## Exercise 49 - SparkSQL
- Input:
    - A csv file containing a list of profiles
    - Header: name,surname,age
    - Each line of the file contains one profile
    - name,surname,age
- Output:
    - A csv file containing one line for each profile. The original age attribute is substituted with a new attributed called rangeage of type String.
    - rangeage = "[" + (age/10)x10 + "-" + (age/10)x10 +9"]"


- Input:
    - name,surname,age
    - Paolo,Garza,42
    - Luca,Boccia,41
    - Maura,Bianchi,16
- Expected output:
    - name,surname,rangeage
    - Paolo,Garza,[40-49]
    - Luca,Boccia,[40-49]
    - Maura,Bianchi,[10-19]

In [1]:
from pyspark.sql import SparkSession

# Create a spark session
spark = SparkSession.builder.getOrCreate()

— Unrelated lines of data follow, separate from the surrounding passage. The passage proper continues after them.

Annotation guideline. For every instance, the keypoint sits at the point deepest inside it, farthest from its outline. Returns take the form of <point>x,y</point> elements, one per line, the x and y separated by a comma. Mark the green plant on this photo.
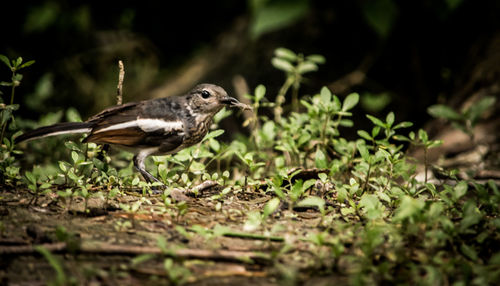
<point>295,66</point>
<point>7,109</point>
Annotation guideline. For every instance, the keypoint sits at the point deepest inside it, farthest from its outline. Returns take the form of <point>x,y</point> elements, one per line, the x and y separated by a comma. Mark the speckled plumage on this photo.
<point>151,127</point>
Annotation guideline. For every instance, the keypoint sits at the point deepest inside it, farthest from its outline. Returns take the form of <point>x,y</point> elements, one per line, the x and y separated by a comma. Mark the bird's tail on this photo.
<point>56,129</point>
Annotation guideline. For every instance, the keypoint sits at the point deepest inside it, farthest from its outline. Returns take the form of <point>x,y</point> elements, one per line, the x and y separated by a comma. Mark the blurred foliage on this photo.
<point>377,221</point>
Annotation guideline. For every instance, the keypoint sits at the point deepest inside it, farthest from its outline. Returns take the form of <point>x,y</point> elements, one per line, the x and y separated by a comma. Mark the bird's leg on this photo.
<point>140,166</point>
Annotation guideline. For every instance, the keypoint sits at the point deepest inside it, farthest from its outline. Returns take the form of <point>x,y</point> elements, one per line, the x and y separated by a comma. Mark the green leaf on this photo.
<point>31,177</point>
<point>460,189</point>
<point>325,95</point>
<point>376,121</point>
<point>404,124</point>
<point>469,251</point>
<point>5,60</point>
<point>443,111</point>
<point>213,134</point>
<point>363,151</point>
<point>320,159</point>
<point>282,65</point>
<point>400,138</point>
<point>74,156</point>
<point>389,119</point>
<point>365,135</point>
<point>350,101</point>
<point>260,91</point>
<point>19,60</point>
<point>196,167</point>
<point>285,54</point>
<point>422,135</point>
<point>409,207</point>
<point>72,115</point>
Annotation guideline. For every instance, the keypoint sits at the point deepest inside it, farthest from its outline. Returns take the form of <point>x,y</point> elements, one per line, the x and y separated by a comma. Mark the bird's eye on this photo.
<point>205,94</point>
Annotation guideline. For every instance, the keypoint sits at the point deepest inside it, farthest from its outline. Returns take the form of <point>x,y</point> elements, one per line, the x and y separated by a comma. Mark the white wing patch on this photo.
<point>147,125</point>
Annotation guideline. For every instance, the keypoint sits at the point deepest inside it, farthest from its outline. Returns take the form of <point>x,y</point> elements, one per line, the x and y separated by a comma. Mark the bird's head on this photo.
<point>210,99</point>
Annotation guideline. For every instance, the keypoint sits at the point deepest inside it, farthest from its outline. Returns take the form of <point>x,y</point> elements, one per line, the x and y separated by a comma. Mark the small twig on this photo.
<point>121,75</point>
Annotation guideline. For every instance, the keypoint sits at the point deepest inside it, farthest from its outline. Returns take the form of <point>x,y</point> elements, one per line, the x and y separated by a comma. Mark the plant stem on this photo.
<point>367,176</point>
<point>425,164</point>
<point>280,99</point>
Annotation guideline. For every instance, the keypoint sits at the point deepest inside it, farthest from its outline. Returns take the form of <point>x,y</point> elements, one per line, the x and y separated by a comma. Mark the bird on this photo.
<point>159,126</point>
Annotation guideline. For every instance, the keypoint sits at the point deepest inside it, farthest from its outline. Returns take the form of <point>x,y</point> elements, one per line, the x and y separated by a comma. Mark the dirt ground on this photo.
<point>101,245</point>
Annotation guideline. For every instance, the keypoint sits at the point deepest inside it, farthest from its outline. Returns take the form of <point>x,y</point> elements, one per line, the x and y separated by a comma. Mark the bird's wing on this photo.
<point>150,123</point>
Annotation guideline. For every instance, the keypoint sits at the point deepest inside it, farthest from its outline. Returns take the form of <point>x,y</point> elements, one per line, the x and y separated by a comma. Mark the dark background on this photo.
<point>413,53</point>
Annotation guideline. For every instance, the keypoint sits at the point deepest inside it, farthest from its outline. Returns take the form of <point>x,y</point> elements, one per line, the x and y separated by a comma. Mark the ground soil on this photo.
<point>105,239</point>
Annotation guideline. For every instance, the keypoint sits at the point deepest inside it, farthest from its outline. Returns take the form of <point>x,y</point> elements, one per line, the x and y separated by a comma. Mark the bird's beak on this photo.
<point>233,102</point>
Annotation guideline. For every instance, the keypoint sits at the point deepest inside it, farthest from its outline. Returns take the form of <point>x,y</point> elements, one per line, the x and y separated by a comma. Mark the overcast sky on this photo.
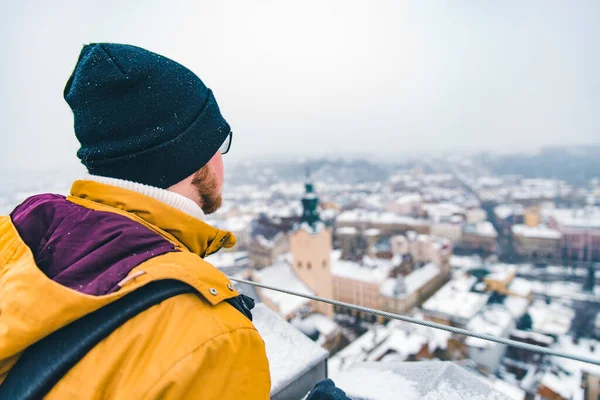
<point>316,77</point>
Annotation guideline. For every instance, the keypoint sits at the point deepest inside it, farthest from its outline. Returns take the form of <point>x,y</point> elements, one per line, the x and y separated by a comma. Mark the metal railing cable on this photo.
<point>429,324</point>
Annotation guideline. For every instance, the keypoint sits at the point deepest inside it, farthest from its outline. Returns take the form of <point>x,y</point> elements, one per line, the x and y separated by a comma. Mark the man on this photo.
<point>151,137</point>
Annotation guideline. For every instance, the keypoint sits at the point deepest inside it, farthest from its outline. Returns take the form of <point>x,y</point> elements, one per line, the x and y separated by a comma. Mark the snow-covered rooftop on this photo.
<point>372,232</point>
<point>588,218</point>
<point>456,300</point>
<point>466,262</point>
<point>520,287</point>
<point>501,272</point>
<point>431,380</point>
<point>492,320</point>
<point>539,232</point>
<point>375,217</point>
<point>482,228</point>
<point>321,323</point>
<point>504,211</point>
<point>346,230</point>
<point>282,275</point>
<point>553,318</point>
<point>412,282</point>
<point>366,273</point>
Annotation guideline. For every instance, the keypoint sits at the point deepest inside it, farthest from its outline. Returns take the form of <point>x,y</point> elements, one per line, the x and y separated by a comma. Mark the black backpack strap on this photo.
<point>44,363</point>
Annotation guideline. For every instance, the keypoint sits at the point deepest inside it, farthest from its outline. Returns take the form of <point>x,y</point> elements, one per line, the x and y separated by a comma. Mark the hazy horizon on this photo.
<point>374,80</point>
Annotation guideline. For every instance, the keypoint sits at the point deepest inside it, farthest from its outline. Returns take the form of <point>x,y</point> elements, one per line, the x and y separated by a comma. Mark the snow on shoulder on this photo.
<point>433,380</point>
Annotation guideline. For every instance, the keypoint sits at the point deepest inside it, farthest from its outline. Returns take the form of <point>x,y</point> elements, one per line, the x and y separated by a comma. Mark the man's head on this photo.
<point>142,117</point>
<point>204,187</point>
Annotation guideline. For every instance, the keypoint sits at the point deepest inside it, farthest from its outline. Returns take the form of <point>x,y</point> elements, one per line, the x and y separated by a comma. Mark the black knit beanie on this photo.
<point>140,116</point>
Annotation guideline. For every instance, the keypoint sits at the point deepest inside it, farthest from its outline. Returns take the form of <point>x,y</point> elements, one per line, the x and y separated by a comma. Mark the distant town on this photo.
<point>485,243</point>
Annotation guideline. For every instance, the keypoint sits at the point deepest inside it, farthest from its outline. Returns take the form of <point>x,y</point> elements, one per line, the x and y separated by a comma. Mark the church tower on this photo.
<point>310,244</point>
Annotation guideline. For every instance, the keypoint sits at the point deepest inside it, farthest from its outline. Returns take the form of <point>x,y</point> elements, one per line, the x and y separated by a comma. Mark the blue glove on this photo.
<point>326,390</point>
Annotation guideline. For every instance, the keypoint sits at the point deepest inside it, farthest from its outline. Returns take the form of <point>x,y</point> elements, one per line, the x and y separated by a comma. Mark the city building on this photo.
<point>537,243</point>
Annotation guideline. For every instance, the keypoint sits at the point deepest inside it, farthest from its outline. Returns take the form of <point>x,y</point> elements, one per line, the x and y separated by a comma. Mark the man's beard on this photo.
<point>207,186</point>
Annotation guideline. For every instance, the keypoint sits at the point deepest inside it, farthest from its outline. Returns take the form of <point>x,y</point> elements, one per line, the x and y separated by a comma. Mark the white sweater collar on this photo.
<point>172,199</point>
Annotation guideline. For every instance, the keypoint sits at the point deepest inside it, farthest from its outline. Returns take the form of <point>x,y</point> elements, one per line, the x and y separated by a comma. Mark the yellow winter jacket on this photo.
<point>192,346</point>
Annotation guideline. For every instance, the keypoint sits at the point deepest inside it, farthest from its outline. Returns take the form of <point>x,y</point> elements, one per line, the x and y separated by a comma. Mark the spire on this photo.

# Create a DataFrame from persons_age_name_gender.csv
dfPersons = spark.read.load('/data/students/bigdata-01QYD/ex_data/Ex49/data/',\
                            format='csv',\
                            header=True,\
                            inferSchema=True)

In [2]:
dfPersons.printSchema()
dfPersons.show()

root
 |-- name: string (nullable = true)
 |-- surname: string (nullable = true)
 |-- age: integer (nullable = true)

+-----+-------+---+
| name|surname|age|
+-----+-------+---+
|Paolo|  Garza| 42|
| Luca| Boccia| 41|
|Maura|Bianchi| 16|
+-----+-------+---+



In [3]:
# Define a user defined function called AgeCategory(age)
# that returns a string associated with the Category of the user.
# AgeCategory = ...

spark.udf.register("AgeCategory",\
                  lambda age: "["+str((age//10)*10)+"-"+str((age//10)*10+9)+"]")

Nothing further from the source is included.